The adjective consisting of "hetic" is a technical term added before "clay liner" and means a composite liner material having a clay layer used in the field of civil engineering. Textile (woven) materials and grid materials are used as liner materials. , A net material, a film material or a composite material thereof (Robert M.
See "Designing with Geoshynthetics" by Kemer).

[0004] Composite clay liners for civil engineering are usually of the following three types.
Consists of two elements. (1) Main carrier sheet (also called main backing material, main textile (woven) material, main carrier material). (2) Cover sheet (also called secondary textile (woven) material, secondary carrier sheet, or scrim). (3) A layer of bentonite disposed between the main carrier sheet and the cover sheet.

[0005] These composite clay liners for civil engineering are:
At present, the internal shearing force is usually increased by suturing or needle punching, and the liner properties when used on slopes are improved. However, it is difficult to completely prevent the liner material from slipping off a slope or embankment during or after installation depending on the improvement of the internal shear force of the liner. When the liner is installed in a wet state such as when it rains, the above-mentioned sliding becomes a more serious problem. In short, none of the conventional composite clay liners for civil engineering has provided a sufficient coefficient of friction between the lower surface of the liner and the soil surface directly in contact with the liner.

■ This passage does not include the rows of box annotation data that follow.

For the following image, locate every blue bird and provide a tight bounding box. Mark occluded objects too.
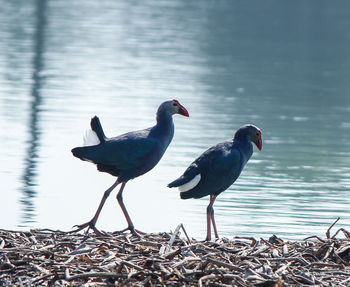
[72,100,189,235]
[168,125,262,241]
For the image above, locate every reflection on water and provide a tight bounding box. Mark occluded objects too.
[20,0,46,227]
[0,0,350,239]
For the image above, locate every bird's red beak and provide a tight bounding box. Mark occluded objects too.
[176,101,190,117]
[254,132,262,150]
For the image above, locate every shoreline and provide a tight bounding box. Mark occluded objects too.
[0,222,350,287]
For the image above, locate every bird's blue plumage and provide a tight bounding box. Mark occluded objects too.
[72,104,178,182]
[168,126,253,199]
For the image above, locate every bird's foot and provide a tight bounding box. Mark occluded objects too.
[70,220,108,236]
[112,226,146,238]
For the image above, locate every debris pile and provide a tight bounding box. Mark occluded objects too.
[0,220,350,287]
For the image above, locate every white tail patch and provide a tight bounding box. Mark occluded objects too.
[83,129,100,146]
[179,174,201,192]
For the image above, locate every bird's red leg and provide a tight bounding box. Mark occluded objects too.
[205,195,217,241]
[113,182,145,236]
[72,180,120,236]
[210,195,219,241]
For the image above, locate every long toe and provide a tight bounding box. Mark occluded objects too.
[112,226,146,238]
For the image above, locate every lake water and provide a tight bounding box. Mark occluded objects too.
[0,0,350,242]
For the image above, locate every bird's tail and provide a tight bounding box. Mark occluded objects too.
[90,116,106,143]
[71,146,96,161]
[180,190,194,199]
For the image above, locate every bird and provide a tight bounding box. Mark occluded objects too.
[168,124,262,241]
[71,99,189,236]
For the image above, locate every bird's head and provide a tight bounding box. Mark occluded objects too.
[235,125,262,150]
[158,100,190,117]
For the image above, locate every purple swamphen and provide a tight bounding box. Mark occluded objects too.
[72,100,189,235]
[168,125,262,241]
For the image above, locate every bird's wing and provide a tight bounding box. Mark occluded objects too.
[80,137,157,170]
[168,143,242,194]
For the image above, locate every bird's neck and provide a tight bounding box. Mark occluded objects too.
[234,136,253,161]
[151,113,174,152]
[157,111,173,126]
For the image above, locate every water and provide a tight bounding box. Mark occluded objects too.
[0,0,350,242]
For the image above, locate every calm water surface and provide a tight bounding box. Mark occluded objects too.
[0,0,350,239]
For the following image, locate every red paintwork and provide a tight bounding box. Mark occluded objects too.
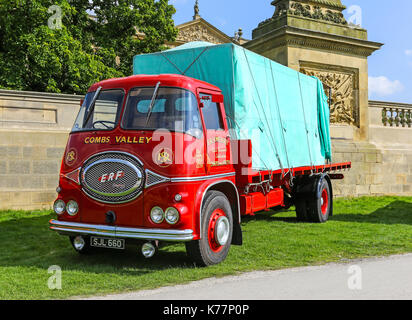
[54,75,351,240]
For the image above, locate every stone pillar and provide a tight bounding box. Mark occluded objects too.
[244,0,382,141]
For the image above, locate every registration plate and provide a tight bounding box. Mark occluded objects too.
[90,237,125,250]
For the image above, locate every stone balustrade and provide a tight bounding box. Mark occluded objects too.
[369,101,412,128]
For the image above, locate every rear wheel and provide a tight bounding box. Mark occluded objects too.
[308,179,333,223]
[186,191,233,266]
[295,179,333,223]
[295,198,308,222]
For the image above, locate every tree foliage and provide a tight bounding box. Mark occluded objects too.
[0,0,177,94]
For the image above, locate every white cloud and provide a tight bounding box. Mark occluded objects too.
[369,76,404,97]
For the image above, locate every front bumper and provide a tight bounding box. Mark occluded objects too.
[49,220,193,242]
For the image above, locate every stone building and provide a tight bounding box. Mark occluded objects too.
[0,0,412,209]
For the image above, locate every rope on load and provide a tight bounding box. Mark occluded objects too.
[270,64,293,178]
[298,72,314,174]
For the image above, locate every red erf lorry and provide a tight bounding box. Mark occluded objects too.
[50,74,351,266]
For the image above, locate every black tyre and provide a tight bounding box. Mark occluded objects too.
[186,191,233,266]
[70,236,93,254]
[307,179,333,223]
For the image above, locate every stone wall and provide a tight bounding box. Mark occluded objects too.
[333,140,412,197]
[0,90,412,210]
[0,90,81,209]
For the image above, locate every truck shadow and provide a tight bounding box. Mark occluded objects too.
[242,201,412,225]
[0,201,412,276]
[331,201,412,225]
[0,215,195,275]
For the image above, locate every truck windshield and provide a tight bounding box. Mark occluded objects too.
[122,87,202,137]
[72,89,124,132]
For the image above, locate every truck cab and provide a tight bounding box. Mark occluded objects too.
[50,75,242,265]
[50,74,351,266]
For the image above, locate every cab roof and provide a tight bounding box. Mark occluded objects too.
[89,74,221,93]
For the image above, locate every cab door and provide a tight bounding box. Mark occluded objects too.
[199,90,232,174]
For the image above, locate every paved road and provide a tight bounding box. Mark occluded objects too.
[82,254,412,300]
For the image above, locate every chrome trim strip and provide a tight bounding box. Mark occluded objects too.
[145,169,170,188]
[82,158,143,197]
[60,167,82,186]
[49,220,193,241]
[83,150,143,167]
[82,188,143,204]
[171,172,236,182]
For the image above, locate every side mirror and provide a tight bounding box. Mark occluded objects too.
[212,95,224,103]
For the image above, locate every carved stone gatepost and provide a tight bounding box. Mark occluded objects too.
[244,0,382,141]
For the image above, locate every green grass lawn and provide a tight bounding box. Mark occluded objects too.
[0,197,412,299]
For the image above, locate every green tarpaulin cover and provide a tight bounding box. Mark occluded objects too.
[133,42,332,170]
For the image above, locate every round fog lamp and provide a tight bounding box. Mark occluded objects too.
[66,200,79,216]
[150,207,165,223]
[165,207,179,224]
[53,200,66,214]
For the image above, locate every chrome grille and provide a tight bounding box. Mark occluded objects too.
[80,152,144,203]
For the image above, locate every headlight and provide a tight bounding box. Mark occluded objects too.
[165,207,180,224]
[66,200,79,216]
[150,207,165,223]
[53,200,66,215]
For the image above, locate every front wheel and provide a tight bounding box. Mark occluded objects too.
[186,191,233,266]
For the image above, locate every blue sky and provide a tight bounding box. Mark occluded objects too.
[170,0,412,103]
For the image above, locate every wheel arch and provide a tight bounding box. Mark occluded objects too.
[198,180,242,245]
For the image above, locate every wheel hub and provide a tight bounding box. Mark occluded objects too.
[215,216,230,246]
[320,189,329,215]
[208,209,230,252]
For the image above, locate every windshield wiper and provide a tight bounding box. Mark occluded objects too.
[145,82,160,127]
[83,87,102,128]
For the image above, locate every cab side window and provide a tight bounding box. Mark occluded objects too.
[200,94,224,130]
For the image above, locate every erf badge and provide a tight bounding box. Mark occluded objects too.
[154,148,173,167]
[66,149,77,166]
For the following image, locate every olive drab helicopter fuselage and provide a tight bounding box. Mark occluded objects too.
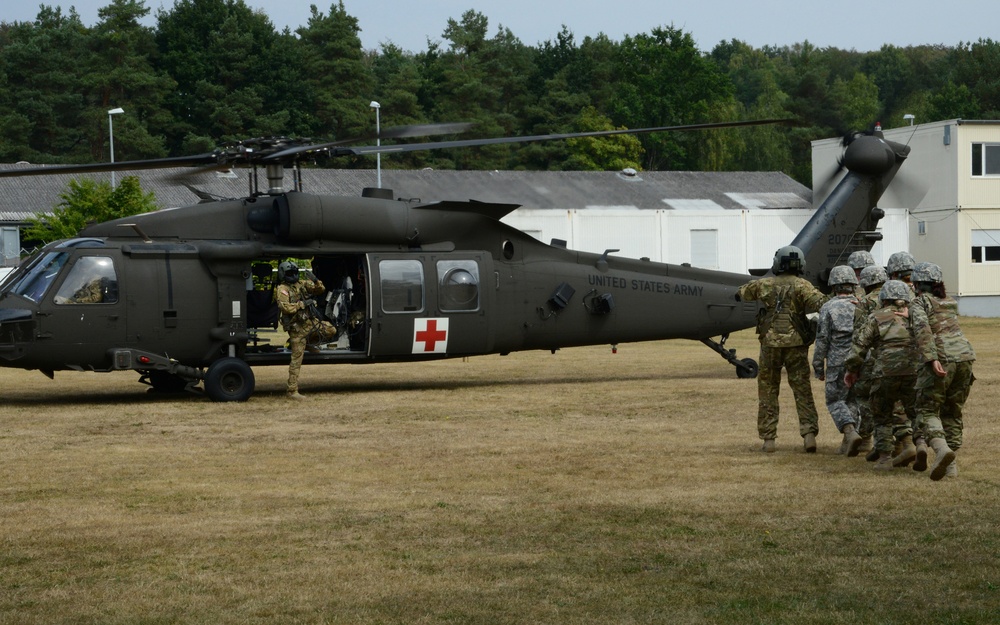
[0,123,909,401]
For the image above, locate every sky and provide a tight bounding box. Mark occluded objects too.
[0,0,1000,52]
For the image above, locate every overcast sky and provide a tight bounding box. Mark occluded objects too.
[0,0,1000,52]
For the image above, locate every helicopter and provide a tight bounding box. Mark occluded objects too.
[0,120,910,402]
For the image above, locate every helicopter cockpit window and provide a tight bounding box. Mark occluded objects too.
[437,260,479,312]
[55,256,118,304]
[378,260,424,313]
[10,252,69,302]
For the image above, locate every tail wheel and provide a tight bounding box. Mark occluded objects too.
[736,358,759,380]
[205,357,255,401]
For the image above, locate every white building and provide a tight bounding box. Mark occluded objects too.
[813,119,1000,317]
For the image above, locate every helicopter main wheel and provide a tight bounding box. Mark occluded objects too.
[736,358,760,380]
[205,357,254,401]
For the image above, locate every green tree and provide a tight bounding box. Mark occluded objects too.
[0,5,93,163]
[611,27,734,170]
[563,106,642,171]
[21,176,157,243]
[831,72,881,128]
[297,1,375,143]
[156,0,290,154]
[83,0,176,161]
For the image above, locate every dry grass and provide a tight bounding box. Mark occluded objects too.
[0,319,1000,624]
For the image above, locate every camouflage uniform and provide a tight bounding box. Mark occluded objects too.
[813,295,859,432]
[69,278,104,304]
[274,280,337,394]
[913,293,976,451]
[851,288,884,438]
[846,304,933,454]
[738,274,826,441]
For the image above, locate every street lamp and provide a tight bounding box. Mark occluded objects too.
[108,107,125,189]
[368,100,382,189]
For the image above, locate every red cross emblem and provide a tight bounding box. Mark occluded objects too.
[413,318,448,354]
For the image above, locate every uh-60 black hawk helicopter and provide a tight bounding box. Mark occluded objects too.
[0,120,909,401]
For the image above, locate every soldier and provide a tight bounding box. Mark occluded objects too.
[851,265,889,462]
[912,263,976,480]
[885,252,917,284]
[847,250,875,301]
[813,265,861,457]
[736,245,825,453]
[844,280,940,470]
[274,261,337,399]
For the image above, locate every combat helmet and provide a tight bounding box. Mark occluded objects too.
[910,263,944,283]
[878,280,913,302]
[847,250,875,269]
[278,260,299,284]
[826,265,858,287]
[885,252,917,276]
[771,245,806,274]
[858,265,889,289]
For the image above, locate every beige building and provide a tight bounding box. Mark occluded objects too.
[813,119,1000,317]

One of the reasons why the composite clay liner for civil engineering cannot be held on a steep slope is that the bentonite is contained in the liner. Bentonite is a clay material that swells upon water exposure and becomes substantially impermeable. The bentonite layer contained within the liner forms a low permeability barrier at the bottom of the landfill. However, since wet bentonite is extremely slippery, if bentonite flows outside through the lower sheet of the liner, it becomes difficult to hold the liner on a steep slope or a dike. By forming the liner with a densely woven sheet or a closed sheet, it is possible to prevent the outflow of bentonite, but in this case, the sheet itself becomes slippery, and it is difficult to hold the liner on a slope or embankment eventually Becomes

[0007] Another problem when using a composite clay liner for civil engineering on slopes or embankments is the slippage of the covering soil located on top of the liner. After installation in place, the liner is usually immediately covered with a layer of earth and sand, or covering soil. Particularly on steep slopes, it can be expected that the covering soil will easily slide down from the upper surface of the liner. Therefore, a liner with a high friction top surface is required to retain the covering soil on the liner.

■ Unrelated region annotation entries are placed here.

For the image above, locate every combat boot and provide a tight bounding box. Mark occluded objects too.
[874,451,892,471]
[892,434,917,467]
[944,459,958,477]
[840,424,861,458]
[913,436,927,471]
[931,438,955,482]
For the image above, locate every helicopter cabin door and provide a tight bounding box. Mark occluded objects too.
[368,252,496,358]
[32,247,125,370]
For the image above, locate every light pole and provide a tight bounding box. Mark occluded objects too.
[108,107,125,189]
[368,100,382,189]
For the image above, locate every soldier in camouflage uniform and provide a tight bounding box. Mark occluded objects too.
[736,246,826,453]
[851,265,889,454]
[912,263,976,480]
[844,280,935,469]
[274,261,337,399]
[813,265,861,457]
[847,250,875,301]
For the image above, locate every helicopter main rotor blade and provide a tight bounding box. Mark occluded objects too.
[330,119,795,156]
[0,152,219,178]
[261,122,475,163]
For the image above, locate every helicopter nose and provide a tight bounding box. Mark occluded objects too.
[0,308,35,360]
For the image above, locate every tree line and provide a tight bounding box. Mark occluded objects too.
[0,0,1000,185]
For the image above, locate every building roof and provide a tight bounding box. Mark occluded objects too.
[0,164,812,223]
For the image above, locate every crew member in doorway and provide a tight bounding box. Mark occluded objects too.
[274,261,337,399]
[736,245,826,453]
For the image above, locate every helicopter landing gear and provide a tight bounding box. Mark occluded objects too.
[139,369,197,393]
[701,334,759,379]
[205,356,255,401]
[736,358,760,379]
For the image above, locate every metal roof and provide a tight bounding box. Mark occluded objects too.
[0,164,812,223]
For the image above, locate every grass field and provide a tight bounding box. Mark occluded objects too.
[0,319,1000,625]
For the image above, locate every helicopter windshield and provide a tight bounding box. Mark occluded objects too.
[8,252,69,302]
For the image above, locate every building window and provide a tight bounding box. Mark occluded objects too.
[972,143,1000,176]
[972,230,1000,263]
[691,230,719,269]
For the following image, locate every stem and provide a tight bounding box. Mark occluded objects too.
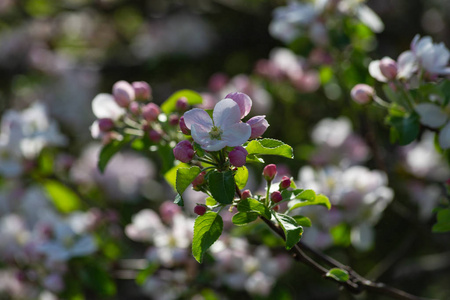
[260,217,432,300]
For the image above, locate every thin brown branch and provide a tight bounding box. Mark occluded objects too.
[260,217,434,300]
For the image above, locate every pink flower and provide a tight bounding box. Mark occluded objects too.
[228,146,248,167]
[184,99,252,151]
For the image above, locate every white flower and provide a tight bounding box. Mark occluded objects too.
[184,99,251,151]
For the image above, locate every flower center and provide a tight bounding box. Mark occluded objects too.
[209,126,223,140]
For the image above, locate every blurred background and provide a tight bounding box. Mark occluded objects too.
[0,0,450,299]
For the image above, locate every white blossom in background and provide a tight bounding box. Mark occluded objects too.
[70,144,156,202]
[297,166,394,250]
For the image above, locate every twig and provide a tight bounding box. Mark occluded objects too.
[260,217,432,300]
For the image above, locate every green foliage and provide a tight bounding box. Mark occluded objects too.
[192,211,223,263]
[433,208,450,232]
[231,211,259,226]
[325,268,350,282]
[245,139,294,158]
[161,90,203,114]
[237,198,271,220]
[273,212,303,250]
[44,180,81,213]
[208,171,235,204]
[234,166,248,190]
[97,136,130,173]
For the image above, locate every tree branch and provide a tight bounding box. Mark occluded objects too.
[260,217,436,300]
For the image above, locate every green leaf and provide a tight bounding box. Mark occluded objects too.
[237,198,271,220]
[192,211,223,263]
[292,216,312,227]
[136,263,159,285]
[288,194,331,211]
[245,139,294,158]
[208,171,235,204]
[175,166,202,195]
[274,212,303,250]
[325,268,350,282]
[231,211,259,226]
[164,163,189,190]
[389,114,420,145]
[234,166,248,190]
[44,180,81,213]
[161,90,203,114]
[295,190,316,201]
[97,136,130,173]
[433,208,450,232]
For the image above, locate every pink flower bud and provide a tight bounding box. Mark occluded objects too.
[241,190,252,200]
[280,176,291,190]
[142,103,161,122]
[263,164,277,181]
[113,80,135,108]
[180,117,191,135]
[169,114,180,126]
[228,146,248,167]
[175,97,189,112]
[247,116,269,139]
[129,101,141,115]
[173,140,195,163]
[380,57,398,80]
[148,129,162,143]
[131,81,152,100]
[192,171,206,191]
[225,93,252,119]
[350,83,375,104]
[194,205,206,216]
[270,191,283,203]
[98,118,114,132]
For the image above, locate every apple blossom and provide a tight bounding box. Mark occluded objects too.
[184,99,251,151]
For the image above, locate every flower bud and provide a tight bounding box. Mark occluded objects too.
[129,101,140,115]
[280,176,291,190]
[350,83,375,104]
[241,190,252,200]
[380,57,398,80]
[98,118,114,132]
[173,140,195,163]
[228,146,248,167]
[194,205,207,216]
[270,191,283,203]
[263,164,277,181]
[225,93,252,119]
[113,80,135,108]
[148,129,162,143]
[142,103,161,122]
[131,81,152,101]
[180,116,191,135]
[175,97,189,112]
[169,114,180,126]
[247,116,269,139]
[192,171,206,191]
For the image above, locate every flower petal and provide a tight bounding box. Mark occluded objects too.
[439,122,450,149]
[222,123,252,147]
[214,99,241,130]
[92,93,125,121]
[369,60,388,82]
[415,103,447,128]
[183,108,213,132]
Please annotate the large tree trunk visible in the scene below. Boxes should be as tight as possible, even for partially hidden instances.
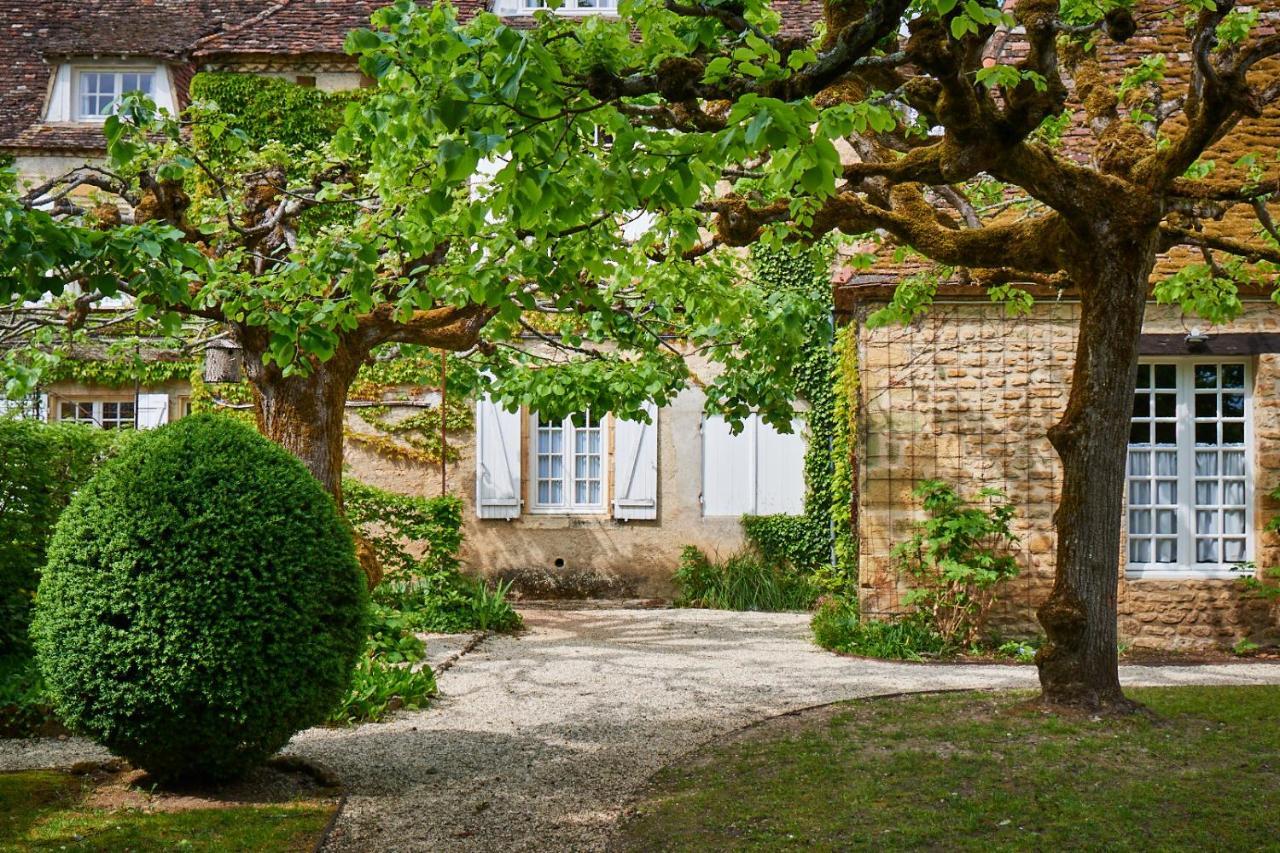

[0008] Many of the composite clay liners for civil engineering using bentonite can be installed only on a slope having a slope ratio (horizontal distance: vertical distance) of 4: 1. A liner with improved internal shear resistance has been developed and has a slope ratio of 4:
Use on slopes smaller than one (sometimes less than 2: 1) is now possible. However, it is believed that the slope ratio can be approached to 1: 1 if a composite clay liner for civil engineering having a high friction lower surface is combined with a conventional technology for improving internal shear stress resistance.

[0009]

Accordingly, there is a growing need for a composite clay liner for civil engineering having a high frictional lower surface with improved frictional contact with slopes or embankments. There is also a high demand for a composite clay liner for civil engineering having a high frictional upper surface with improved frictional contact force with the covering soil. It is an object of the present invention to provide a composite clay liner for civil engineering suitable for use on steep slopes or embankments at landfills or other liquid-sealed sites, thereby meeting the above needs.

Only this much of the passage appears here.